Microsoft closes critical hole in Bluetooth stack
Microsoft has released four updates to close 22 security holes. Particularly noteworthy is update MS11-053 (KB2566220), which fixes a critical flaw in the Bluetooth stack on Windows 7 and Vista. Windows XP and the server systems are not affected. Sending a series of specially crafted Bluetooth packets to a vulnerable target system allows arbitrary code to be injected and executed.

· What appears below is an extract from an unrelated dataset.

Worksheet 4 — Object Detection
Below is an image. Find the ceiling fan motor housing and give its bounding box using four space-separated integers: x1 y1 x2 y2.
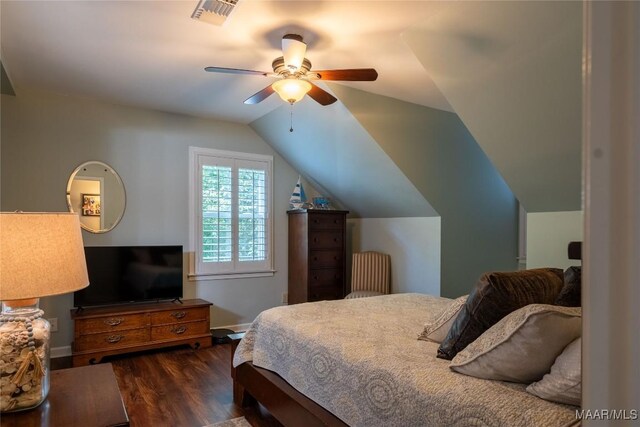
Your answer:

Microsoft has assigned the problem only a "medium" exploitability rating, as the development of a reliable exploit for the hole is expected to be unlikely in the medium term, and it is generally expected to result only in a system crash. A successful attacker would also need to know the victim's Bluetooth address. However, as Windows systems are not in discovery mode by default, there is no simple way for potential attackers to obtain the address. As an alternative to applying the patch, Microsoft has suggested that users disallow Bluetooth connections, but doing so will also prevent such components as Bluetooth mice from functioning.
Update MS11-054 (KB2555917) fixes 15 problems in various Windows kernel mode drivers that allow users with limited access rights who are logged into a system to escalate their privileges. The holes are based on the flawed handling of pointers and affect all currently supported versions of Windows.
Five further vulnerabilities in the Microsoft Windows Client/Server Runtime Subsystem (CSRSS) also allow potential attackers to escalate their privileges. Update MS11-056 (KB2507938) fixes these problems. Microsoft has also released a patch for Visio 2003 to fix a vulnerability that became known as "DLL hijacking" or "binary planting" in mid 2010.
An overview of all the patches is available in the "Microsoft Security Bulletin Summary for July 2011".